24.01.1966

HANS KÜNG

HANS KÜNG
galt noch vor wenigen Jahren als mutiger und zugleich gefährdeter Außenseiter und ist heute einer der angesehensten katholischen Theologen. 1963 bat Präsident Kennedy den gebürtigen Schweizer ins Weiße Haus, im vergangenen Monat empfing ihn Papst Paul VI. im Apostolischen Palast. Zu Küngs Förderern zahlen reformfreudige Kardinäle wie der Osterreicher König, der Franzose Liénart und die Amerikaner Cushing und Ritter. Das US-Nachrichtenmagazin "Time" nannte den heute 37jährigen Tübinger Dogmatik-Professor "das bedeutendste theologische Talent in Deutschland seit dem Zweiten Weltkrieg". Als Küng bei Gastvorlesungen in Oxford, London und Cambridge das künftige Bild der katholischen Kirche entwarf, feierte ihn das anglikanische "Church of England Newspaper" (London) "nicht nur als Gelehrten, sondern auch als Propheten".
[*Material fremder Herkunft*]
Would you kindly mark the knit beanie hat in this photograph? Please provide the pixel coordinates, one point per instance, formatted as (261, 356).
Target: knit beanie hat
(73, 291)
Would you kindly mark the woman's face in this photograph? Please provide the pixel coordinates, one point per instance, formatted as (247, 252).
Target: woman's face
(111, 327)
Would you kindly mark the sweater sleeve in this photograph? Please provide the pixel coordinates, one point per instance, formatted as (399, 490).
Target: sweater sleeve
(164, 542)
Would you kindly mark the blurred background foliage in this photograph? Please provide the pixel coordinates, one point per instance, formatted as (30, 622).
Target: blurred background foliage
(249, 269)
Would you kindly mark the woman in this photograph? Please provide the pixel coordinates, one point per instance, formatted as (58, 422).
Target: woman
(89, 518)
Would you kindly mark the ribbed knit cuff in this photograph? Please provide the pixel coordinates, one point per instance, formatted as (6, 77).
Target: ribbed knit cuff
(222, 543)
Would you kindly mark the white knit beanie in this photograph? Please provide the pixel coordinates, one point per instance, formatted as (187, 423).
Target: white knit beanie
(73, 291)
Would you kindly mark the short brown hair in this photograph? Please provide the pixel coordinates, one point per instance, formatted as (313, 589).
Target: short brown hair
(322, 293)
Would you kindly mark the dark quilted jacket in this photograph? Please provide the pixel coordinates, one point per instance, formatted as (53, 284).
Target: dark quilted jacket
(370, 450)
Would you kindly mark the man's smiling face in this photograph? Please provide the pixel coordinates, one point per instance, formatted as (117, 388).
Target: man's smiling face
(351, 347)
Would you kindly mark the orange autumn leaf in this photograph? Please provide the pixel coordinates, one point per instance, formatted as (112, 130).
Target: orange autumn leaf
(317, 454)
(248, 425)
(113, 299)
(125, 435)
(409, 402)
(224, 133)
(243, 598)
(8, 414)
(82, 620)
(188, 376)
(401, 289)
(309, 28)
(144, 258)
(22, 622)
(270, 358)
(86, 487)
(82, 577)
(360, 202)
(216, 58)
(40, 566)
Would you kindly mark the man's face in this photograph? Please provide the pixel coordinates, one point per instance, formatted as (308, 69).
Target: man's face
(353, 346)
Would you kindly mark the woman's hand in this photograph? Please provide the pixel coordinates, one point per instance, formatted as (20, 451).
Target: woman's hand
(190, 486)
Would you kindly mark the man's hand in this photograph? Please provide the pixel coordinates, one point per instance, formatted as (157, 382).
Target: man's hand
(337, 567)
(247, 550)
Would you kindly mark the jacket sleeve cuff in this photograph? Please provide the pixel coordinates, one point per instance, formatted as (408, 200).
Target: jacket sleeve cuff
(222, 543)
Während einer achtwöchigen Reise durch die USA übte Küng 1963 an der Yale-Universität und zahlreichen anderen Hochschulen scharfe Kritik an seiner Kirche ("Bis heute ist der Geist der Inquisition und der Unfreiheit nicht ausgestorben") und begründete seine Reform-Thesen. Ähnlichen Beifall fand Küng 1964 in Indien, als er bei einer Vortragsreise den dortigen Andersgläubigen die Erneuerung der katholischen Kirche erläuterte.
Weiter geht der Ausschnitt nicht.